Why Flipkart & Myntra Are Being Targeted?

As per norms of Exchange Maintenance Act, foreign companies can only invest in business to business ecommerce companies, example being marketplaces. But in online companies where products are directly sold to consumers, such foreign funding is not allowed. As per the rule, multi-brand and single brand retailers with foreign venture capital are not permitted to sell to Indian consumers directly.

And both Flipkart and Myntra has millions of dollars of foreign funding, albeit routed via offshore companies. In order to comply with the rule, both Flipkart and Myntra has converted into a marketplace, thereby making it legal to source foreign funding. Even Amazon has entered into Indian market using this methodology.

But again, it seems ED has found some loopholes in the operations of Flipkart and Myntra, thereby resuming the investigation and probe against them.

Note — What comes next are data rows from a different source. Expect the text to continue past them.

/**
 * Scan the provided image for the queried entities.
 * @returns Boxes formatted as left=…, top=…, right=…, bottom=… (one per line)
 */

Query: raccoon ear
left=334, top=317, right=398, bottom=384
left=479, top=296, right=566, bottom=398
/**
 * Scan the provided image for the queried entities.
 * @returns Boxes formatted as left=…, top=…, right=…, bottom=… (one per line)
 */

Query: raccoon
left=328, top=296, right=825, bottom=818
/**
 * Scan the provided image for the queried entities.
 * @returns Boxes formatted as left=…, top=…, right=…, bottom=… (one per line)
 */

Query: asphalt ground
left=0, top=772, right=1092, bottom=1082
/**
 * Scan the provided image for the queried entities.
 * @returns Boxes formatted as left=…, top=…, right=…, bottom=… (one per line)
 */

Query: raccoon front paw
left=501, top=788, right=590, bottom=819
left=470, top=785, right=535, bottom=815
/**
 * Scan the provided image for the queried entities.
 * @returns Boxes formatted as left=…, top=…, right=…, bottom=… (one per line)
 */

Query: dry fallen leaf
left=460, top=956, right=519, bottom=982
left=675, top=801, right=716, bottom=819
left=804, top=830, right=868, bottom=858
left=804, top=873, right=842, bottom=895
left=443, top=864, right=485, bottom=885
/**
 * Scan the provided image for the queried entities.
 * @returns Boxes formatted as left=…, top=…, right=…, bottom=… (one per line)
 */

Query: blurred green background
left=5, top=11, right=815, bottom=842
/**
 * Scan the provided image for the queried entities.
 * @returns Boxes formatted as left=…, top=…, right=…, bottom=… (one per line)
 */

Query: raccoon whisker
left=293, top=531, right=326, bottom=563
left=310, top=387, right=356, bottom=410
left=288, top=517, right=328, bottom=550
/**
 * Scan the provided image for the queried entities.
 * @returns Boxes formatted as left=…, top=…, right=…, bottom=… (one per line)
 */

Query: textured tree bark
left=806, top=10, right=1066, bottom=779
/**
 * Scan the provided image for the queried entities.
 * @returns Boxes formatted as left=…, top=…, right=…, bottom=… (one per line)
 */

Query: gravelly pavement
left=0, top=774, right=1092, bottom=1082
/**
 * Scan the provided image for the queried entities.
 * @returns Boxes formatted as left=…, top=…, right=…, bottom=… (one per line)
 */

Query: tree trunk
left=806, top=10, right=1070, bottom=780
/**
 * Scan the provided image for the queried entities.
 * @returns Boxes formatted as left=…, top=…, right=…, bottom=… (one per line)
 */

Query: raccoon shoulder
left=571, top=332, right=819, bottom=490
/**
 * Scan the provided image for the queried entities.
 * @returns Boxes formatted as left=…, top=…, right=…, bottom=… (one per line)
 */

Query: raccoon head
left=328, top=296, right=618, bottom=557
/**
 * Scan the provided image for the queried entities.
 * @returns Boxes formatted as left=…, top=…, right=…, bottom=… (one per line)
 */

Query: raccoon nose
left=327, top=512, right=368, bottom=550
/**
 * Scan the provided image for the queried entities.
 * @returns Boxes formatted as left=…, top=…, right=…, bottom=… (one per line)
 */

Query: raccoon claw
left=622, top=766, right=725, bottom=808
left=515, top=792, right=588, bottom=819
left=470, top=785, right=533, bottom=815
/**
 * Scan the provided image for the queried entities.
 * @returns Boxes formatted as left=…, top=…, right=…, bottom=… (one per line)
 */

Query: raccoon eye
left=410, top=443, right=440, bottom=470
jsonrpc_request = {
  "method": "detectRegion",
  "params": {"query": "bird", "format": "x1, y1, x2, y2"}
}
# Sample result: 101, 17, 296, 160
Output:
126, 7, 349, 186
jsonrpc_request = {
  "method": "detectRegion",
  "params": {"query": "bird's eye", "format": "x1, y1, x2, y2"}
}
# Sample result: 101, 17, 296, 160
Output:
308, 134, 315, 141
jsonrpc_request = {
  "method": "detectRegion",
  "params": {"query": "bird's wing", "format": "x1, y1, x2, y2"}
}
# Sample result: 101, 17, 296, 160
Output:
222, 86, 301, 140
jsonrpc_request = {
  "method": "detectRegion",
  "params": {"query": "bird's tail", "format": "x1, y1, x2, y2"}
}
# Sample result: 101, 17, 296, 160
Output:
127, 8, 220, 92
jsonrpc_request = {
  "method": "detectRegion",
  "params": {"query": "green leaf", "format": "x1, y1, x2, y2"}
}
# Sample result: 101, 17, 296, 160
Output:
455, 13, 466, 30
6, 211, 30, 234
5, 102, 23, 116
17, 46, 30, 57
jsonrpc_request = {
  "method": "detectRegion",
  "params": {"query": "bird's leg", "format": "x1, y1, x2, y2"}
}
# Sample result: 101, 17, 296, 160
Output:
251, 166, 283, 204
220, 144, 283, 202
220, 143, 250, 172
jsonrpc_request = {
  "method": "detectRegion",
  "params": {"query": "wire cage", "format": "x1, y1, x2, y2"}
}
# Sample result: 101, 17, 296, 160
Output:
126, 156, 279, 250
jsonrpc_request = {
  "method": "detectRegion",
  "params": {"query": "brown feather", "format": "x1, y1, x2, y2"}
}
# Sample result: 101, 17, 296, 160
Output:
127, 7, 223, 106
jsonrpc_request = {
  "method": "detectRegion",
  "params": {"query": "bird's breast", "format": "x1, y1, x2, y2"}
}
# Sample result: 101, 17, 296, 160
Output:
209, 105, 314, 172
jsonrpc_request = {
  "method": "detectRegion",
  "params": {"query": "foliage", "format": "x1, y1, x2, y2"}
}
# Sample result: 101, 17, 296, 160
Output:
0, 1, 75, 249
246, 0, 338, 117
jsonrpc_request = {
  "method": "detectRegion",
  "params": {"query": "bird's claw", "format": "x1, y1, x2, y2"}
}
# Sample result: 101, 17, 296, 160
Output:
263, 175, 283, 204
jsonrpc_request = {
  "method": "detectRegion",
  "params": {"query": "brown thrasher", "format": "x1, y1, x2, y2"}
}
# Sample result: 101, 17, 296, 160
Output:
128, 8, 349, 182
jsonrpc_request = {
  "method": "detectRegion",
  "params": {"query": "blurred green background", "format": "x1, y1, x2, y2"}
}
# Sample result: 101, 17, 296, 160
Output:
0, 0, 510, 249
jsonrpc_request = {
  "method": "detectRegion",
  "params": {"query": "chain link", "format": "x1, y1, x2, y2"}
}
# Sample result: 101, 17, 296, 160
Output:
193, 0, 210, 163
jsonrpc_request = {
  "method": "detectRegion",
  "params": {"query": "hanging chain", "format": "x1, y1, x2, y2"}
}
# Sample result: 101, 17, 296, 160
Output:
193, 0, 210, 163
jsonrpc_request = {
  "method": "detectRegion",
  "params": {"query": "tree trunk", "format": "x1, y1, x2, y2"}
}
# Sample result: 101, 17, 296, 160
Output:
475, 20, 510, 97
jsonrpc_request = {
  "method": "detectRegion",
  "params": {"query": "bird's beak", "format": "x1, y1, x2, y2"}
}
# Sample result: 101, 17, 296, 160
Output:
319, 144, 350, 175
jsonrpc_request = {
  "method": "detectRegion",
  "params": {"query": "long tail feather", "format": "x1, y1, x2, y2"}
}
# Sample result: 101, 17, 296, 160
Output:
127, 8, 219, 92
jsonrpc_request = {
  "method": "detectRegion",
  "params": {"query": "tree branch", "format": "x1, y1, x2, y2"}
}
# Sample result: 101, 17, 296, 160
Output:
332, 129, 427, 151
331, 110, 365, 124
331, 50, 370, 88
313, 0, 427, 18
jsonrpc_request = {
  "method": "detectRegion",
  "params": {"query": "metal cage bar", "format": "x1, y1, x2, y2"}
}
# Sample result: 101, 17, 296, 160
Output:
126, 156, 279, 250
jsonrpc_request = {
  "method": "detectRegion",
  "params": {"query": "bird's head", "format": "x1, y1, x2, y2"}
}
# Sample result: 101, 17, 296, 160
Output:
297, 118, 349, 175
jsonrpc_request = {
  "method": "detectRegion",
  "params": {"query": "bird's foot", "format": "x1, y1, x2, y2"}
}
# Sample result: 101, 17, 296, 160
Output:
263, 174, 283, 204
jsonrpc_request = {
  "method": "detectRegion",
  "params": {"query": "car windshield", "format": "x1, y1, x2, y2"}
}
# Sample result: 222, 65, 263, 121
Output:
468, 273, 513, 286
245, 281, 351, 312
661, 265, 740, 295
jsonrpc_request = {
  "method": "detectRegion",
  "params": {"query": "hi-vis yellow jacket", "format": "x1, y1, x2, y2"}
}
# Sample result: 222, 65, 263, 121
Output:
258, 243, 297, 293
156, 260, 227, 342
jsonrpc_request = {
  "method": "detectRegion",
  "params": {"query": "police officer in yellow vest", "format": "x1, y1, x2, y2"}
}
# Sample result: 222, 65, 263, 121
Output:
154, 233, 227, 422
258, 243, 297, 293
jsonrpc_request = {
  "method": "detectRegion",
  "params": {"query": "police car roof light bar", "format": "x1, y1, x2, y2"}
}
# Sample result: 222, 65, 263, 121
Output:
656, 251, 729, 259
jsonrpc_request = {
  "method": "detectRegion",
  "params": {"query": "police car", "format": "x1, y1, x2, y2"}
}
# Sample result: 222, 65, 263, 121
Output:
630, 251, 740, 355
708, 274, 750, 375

As per insider sources, investigation against Flipkart has been completed, and notices would be soon sent out to them. For Myntra, the probe has just started.

Myntra spokesperson refuted the charges by issuing a statement, “We are in compliance with all the government regulations pertaining to our business. We stand ready to fully and transparently cooperate with all government agencies.”

Flipkart also responded, “Flipkart is in complete compliance with the laws of the land. We will continue to support the authorities whenever we are approached,”

It seems that the success story of Indian eCommerce industry is far from over. We will keep you posted.

1 Comment
  1. […] is not the only company who are under ED scanner, even Myntra (and few other top Indian  ecommerce sites) have been under their lens for similar FEMA […]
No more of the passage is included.